Tyler Dennis, PGA Tour senior vice president and chief of operations, led an emergency meeting to draft a plan for, at least, the next day. The tour had a precedent of single rounds without spectators after severely damaging storms, but this was new. To limit the number of people on property meant thinking through the player’s experience from arrival to departure. Dennis’ young son was set to be a standard bearer, but of course, with no fans to see players’ scores, that was out, as were marshals, most security, hospitality workers and more. The event still needed security at the gates, ShotLink laser spotters for the broadcast, range pickers and some food service. In a few hours, 2,000 volunteers were culled to less than 400.

“Remarkably, the plan we came up with that afternoon ended up being pretty similar to what we used all year,” Dennis says. 

As tour executives scrambled to think through options, players demonstrated their uncanny ability to focus amid distraction. With conditions benign, they ripped TPC Sawgrass apart. “It was just business as usual—go out there, go to work. I didn’t really think much about it,” said Patrick Cantlay, who shot 67 playing with Hideki Matsuyama, whose 63 tied the course record even with a wet bogey on the par-5 16th. If a golfer had skipped the news and locker-room small talk, the news found him. People in the gallery made comments. Leader boards flashed the notice about no fans the next day. “At one point, I was nearly expecting the horns to go off and for us all to be taken off,” said Graeme McDowell after a 68. Foreshadowing the divide about to grip the country, some fans vacated quickly while others stayed in the spirit of making the most of it while they could.

Late that afternoon, as Justin Rose and Cheyenne Woods mingled out of obligation with clients of a financial firm, Tracy West, the tournament director for the following week’s Valspar Championship, received a call from the tour. (The Tampa Bay event has the unfortunate distinction of twice being canceled. It occupied the date on the schedule after September 11, 2001.) West was also the tournament’s director in 2001 and had that experience to lean on when she was asked to develop, rapidly, a new safety plan from scratch. She and her staff spent five manic hours calling health officials and hospitals and doing things like drafting alternative bussing procedures.

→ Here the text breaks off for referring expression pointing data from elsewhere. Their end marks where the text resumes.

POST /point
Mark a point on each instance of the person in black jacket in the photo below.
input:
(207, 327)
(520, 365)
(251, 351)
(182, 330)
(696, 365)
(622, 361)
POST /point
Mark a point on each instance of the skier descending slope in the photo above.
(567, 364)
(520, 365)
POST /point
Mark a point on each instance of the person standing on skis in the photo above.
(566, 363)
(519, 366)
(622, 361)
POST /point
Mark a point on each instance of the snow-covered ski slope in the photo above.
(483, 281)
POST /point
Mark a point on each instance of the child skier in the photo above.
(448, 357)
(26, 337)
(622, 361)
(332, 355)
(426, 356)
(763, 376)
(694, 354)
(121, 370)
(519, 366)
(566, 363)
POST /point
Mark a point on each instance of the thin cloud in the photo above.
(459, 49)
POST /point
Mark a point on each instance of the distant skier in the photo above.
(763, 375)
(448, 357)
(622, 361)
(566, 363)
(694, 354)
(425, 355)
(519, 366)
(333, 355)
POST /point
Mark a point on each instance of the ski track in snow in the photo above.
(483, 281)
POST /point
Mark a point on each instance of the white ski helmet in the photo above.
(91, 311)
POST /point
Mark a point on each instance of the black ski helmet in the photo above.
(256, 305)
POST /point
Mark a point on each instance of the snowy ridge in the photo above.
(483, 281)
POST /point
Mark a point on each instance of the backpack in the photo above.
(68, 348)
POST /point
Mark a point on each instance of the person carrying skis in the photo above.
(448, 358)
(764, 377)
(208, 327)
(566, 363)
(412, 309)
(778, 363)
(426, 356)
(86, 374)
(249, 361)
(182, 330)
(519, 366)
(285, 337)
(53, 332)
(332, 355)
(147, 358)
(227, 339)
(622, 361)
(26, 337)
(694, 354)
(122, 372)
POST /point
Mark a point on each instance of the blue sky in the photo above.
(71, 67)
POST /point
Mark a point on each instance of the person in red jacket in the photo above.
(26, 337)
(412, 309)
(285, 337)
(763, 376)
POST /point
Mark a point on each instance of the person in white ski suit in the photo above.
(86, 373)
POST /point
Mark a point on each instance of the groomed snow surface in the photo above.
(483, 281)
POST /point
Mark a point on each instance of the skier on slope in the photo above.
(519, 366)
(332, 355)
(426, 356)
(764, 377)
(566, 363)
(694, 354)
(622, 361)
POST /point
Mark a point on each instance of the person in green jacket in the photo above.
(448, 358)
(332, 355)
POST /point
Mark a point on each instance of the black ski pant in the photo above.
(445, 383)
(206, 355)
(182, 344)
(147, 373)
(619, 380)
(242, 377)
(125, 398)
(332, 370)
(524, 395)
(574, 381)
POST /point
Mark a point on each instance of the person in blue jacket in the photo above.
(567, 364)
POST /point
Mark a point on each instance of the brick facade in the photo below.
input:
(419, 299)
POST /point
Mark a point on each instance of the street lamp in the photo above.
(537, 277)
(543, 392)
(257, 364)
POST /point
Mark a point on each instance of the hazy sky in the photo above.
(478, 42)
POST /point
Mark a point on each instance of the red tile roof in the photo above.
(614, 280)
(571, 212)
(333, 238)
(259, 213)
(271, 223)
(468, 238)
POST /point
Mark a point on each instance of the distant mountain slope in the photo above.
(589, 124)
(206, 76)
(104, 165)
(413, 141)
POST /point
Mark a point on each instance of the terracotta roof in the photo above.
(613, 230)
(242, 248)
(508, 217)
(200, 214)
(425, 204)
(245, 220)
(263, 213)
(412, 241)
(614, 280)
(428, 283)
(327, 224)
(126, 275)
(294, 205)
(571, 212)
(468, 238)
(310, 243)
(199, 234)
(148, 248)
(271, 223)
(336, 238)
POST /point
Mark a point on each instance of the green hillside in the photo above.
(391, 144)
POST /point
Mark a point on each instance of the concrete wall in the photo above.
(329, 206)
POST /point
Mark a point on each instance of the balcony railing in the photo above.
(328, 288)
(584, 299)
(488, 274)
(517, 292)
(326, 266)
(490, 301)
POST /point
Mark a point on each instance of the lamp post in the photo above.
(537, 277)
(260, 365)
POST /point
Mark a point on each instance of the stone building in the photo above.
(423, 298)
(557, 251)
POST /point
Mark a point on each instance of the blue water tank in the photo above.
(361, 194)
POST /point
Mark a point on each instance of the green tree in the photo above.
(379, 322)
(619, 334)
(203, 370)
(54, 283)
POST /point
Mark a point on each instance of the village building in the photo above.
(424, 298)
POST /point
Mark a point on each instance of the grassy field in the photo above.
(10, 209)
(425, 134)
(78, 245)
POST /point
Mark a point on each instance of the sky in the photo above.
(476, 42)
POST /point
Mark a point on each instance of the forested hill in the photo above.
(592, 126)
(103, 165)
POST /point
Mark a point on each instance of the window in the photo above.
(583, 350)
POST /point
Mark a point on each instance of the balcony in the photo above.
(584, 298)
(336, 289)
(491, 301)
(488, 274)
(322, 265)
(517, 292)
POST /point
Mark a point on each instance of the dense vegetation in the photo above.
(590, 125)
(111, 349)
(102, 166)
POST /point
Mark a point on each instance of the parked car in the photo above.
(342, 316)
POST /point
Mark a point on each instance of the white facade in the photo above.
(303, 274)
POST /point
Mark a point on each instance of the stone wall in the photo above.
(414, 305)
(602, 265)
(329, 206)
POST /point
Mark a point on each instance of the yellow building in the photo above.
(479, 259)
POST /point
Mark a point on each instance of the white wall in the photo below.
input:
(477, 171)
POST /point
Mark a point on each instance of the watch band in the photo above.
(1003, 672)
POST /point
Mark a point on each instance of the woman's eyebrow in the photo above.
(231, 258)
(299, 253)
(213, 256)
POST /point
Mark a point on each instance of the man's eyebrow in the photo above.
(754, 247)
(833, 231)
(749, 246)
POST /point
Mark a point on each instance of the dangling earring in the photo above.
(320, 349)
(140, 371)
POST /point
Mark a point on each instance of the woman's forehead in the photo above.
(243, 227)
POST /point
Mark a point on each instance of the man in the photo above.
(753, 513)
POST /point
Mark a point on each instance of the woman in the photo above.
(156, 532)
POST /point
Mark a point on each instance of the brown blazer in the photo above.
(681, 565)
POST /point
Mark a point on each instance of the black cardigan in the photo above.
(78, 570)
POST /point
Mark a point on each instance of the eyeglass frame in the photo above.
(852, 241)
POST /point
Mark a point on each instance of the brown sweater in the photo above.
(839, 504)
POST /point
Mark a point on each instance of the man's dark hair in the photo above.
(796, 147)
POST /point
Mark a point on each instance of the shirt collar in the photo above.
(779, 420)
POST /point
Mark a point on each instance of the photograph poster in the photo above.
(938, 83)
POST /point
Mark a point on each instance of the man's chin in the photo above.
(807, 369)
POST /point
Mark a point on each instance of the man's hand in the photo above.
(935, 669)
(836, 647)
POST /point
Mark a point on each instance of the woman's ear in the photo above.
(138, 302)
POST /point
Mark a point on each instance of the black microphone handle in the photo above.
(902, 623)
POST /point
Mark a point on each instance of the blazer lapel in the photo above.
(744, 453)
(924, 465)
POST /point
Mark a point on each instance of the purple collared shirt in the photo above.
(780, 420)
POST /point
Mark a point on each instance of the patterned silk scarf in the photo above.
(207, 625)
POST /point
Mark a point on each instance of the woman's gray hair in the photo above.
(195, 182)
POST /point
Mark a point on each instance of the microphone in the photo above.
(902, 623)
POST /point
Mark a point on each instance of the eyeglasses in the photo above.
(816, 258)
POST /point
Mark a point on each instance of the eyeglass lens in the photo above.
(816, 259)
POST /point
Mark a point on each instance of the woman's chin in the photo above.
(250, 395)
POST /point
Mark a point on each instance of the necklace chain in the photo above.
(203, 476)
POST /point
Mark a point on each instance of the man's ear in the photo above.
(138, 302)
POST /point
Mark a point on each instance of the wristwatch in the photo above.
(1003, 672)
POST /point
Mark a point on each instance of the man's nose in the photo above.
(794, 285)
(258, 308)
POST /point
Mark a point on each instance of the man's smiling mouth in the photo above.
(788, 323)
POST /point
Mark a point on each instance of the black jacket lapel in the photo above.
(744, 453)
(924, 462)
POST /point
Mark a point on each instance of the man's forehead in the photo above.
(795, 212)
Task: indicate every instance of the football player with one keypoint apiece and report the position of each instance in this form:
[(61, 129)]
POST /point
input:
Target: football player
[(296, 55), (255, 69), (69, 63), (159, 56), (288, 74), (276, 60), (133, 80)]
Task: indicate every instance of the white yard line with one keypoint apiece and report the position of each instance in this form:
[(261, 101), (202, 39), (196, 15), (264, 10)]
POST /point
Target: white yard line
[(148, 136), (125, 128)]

At 9 p.m., everyone was fried, and she told them to go home.

Even in a normal year, the Players is a week of increased dialogue among golfers and the people who work at the organization’s headquarters. “There was a sentiment from many players, but not all, that we should soldier on, show people we can play PGA Tour golf safely, be a beacon,” Pazder says. “But then within 24 hours the pendulum swung the other way in the view of most players that we needed to do the responsible thing and stop play. It was a really fascinating stretch of time.” When Disney World, just a two-hour drive to the south, announced closure of its theme parks, a bell was rung.

The country was shutting down, and the stock market had plummeted. Monahan looked around a boardroom of successful professionals from legal, broadcast and business backgrounds, and no one had an answer. A mixture of rumors and news was beginning to circulate about various countries imposing travel bans, which had the potential to affect nearly two dozen golfers in the field.

“The [weather] forecast was perfect. We had talked to the governor and the mayor. Since we had eliminated fans, I still felt confident we could execute the event,” Monahan remembers. Toward the end of the evening, Laura Neal, senior vice president of communications, said to the room, “What would a reasonable person expect us to do?”